Our SQL Server is experiencing lots of blocking, but we don’t have any resource bottlenecks.
I am the DBA for a SQL Server that is running a two-node active/passive cluster with four CPU’s and 3GB or RAM on each.
The server keeps up with demand most of the time. But once in a while we experience blocking issues and new connections are timing out–not a good thing. Our system monitor shows that we are not using up more than 1GB of RAM and we are hardly swapping. Our CPU’s are hitting 90 percent, but only occasionally, the average is about 30-40 percent. The buffer hit ratio is high in the 90′s.
All this dumfounds me. Any idea on how to diagnose the cause of the blocking?
Blocking and time out issues are generally (but not always) related to poor application design. They cannot be solved by having a powerful server, as you have already found out.

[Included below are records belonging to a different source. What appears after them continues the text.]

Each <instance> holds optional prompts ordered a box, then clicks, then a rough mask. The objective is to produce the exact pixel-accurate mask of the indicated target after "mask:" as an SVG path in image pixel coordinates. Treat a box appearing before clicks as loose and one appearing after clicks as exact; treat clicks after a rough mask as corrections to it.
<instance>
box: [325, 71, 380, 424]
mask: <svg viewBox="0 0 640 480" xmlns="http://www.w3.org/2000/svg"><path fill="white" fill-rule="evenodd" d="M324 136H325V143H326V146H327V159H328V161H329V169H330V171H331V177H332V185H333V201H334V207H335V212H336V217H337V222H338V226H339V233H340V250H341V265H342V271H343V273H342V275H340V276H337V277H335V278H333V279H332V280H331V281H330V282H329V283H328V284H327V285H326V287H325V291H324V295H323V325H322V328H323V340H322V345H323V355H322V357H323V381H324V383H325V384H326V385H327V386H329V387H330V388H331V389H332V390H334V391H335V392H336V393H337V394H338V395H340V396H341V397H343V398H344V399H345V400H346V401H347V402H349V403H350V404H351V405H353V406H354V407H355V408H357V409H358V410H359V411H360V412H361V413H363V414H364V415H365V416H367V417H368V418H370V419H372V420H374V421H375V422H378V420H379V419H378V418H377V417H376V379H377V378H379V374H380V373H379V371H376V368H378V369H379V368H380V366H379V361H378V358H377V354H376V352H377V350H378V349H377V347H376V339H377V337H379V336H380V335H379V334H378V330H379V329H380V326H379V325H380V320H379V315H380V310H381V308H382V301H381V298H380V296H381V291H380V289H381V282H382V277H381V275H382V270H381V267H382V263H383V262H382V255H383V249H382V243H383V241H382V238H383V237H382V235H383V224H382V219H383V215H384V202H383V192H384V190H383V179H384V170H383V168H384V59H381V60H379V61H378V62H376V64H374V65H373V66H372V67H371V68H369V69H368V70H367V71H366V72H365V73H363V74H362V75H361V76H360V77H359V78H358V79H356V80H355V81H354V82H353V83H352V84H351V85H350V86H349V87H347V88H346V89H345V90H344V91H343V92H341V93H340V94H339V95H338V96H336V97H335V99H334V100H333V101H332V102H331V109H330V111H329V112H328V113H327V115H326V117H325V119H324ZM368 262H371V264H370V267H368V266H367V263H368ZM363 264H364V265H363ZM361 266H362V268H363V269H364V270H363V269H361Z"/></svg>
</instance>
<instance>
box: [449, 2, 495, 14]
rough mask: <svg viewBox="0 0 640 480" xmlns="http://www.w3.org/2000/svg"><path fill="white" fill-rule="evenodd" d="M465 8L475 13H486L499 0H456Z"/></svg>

You may or may not be able to resolve this issue, depending on who is controlling the code. If it the code has been written in-house, then you have a chance at resolving it. If the code has been written be a third party, you may be out of luck, unless the vendor is interested in listening to your feedback (good luck at this).

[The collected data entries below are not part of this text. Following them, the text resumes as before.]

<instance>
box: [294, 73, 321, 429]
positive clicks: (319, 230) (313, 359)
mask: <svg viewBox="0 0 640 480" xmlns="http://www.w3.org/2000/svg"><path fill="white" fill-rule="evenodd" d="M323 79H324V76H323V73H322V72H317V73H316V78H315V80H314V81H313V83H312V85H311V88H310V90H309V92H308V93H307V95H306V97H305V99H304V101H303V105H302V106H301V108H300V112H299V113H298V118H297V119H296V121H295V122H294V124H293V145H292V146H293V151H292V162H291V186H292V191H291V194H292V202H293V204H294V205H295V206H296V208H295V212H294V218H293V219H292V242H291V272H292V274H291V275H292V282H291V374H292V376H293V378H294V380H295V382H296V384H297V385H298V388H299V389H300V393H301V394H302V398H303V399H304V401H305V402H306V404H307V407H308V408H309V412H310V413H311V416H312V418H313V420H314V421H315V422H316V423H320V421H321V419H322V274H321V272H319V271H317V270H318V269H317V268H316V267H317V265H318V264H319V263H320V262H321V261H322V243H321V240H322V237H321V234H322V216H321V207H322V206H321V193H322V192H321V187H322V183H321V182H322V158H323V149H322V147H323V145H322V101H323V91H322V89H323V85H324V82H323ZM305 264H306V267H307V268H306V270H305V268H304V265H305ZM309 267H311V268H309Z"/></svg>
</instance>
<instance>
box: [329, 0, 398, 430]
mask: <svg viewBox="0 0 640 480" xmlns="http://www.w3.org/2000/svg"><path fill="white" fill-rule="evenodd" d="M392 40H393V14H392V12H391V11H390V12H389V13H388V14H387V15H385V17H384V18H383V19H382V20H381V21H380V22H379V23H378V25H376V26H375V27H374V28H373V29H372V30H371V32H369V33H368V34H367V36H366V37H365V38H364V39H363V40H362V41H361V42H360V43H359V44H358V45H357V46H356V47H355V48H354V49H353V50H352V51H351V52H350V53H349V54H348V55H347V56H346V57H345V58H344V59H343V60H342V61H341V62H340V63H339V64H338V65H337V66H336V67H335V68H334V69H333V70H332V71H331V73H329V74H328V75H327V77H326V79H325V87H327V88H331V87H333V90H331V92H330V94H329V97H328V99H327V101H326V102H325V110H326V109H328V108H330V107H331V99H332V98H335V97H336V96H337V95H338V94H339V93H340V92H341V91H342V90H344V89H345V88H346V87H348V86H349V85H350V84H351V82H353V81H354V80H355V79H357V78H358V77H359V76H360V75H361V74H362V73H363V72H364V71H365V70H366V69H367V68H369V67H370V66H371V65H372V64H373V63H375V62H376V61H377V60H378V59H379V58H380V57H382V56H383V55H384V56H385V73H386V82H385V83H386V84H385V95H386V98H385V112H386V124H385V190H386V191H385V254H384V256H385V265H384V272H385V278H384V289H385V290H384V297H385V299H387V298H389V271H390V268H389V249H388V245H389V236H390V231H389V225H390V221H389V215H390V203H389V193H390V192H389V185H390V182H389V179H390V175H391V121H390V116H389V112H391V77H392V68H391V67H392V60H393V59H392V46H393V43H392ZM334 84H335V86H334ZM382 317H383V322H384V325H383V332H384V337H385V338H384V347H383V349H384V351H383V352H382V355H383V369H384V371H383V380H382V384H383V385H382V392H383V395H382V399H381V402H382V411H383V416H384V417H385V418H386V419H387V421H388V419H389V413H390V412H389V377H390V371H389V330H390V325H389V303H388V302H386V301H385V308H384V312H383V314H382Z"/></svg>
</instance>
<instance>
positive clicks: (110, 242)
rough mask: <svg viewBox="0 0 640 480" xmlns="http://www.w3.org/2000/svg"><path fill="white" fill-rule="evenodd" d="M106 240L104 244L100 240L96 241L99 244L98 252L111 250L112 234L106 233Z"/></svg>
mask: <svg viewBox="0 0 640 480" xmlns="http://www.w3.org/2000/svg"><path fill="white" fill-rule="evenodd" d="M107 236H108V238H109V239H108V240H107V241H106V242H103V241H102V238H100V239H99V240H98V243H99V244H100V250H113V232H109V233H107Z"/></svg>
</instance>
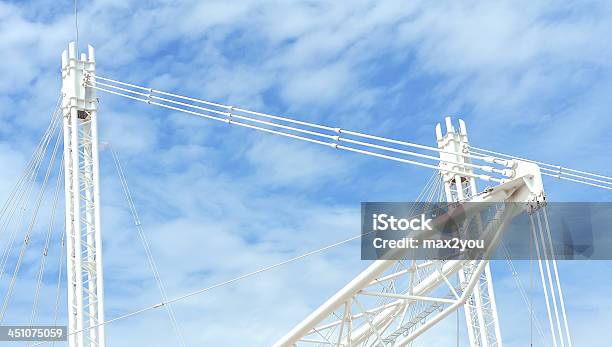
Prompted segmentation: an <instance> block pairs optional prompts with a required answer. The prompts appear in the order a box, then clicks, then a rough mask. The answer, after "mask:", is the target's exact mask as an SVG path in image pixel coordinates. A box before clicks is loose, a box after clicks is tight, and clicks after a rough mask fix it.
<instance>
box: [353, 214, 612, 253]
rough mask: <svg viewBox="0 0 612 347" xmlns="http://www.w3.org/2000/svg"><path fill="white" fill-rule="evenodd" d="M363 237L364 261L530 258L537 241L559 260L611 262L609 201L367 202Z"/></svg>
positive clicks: (361, 243)
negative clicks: (459, 258)
mask: <svg viewBox="0 0 612 347" xmlns="http://www.w3.org/2000/svg"><path fill="white" fill-rule="evenodd" d="M361 233H362V236H361V258H362V259H367V260H376V259H432V260H433V259H457V258H468V259H482V258H485V257H486V258H488V259H506V258H507V257H509V258H511V259H518V260H520V259H523V260H527V259H533V258H535V257H537V254H535V253H534V252H532V251H530V250H533V249H534V242H535V240H539V242H540V244H545V245H546V247H549V249H551V250H552V254H553V256H554V257H555V258H556V259H560V260H562V259H573V260H592V259H605V260H611V259H612V203H551V202H549V203H547V204H546V205H542V206H538V208H536V209H533V208H532V207H531V206H530V205H529V204H527V203H471V202H466V203H461V204H458V203H454V204H446V203H416V202H405V203H397V202H366V203H362V205H361ZM502 250H503V251H502Z"/></svg>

One tool you can use to help you determine the cause of the blocking is to run a trace using Profiler. It allows you to observe the communications between your application and SQL Server, helping you to diagnose the cause of the blocking. This is not a particularly easy task, but it can be done.
Blocking occurs when a single connection from an application holds onto a lock, preventing a second connection for acquiring a conflicting lock type. When this happens, the second connection has to wait until the first lock is removed. If the wait time it long enough, the waiting connection can time out. It is not unusual for a connection to get a lock then hold it for an unusually long time, causing not just one other connection to be blocked, but many other connections, causing a cascading effect, which can be disastrous to your application’s performance.
Some common causes of blocking include, but are not limited to:
- Queries with long execution times (very common)
- Lack of appropriate indexes, causing queries to run long
- Canceling queries that were not committed or rolled back as the should be
- Applications that don’t process all the results to final completion
- Distributed client/server deadlocks
To help resolve blocking issues by reducing locks in your applications, see these two tips pages on this website:
Until the blocking problem can be fixed in the application, your best work-around (although not ideal) to this problem is to kill the process that is causing the block (assuming that it does not go away on its own in a reasonable amount of time). Blocking processes can be viewed and killed through the Enterprise Manager or Management Studio. Before you kill the blocking process, make a note of the activity going on so that you can use this information to help you better pinpoint the root cause of the problem.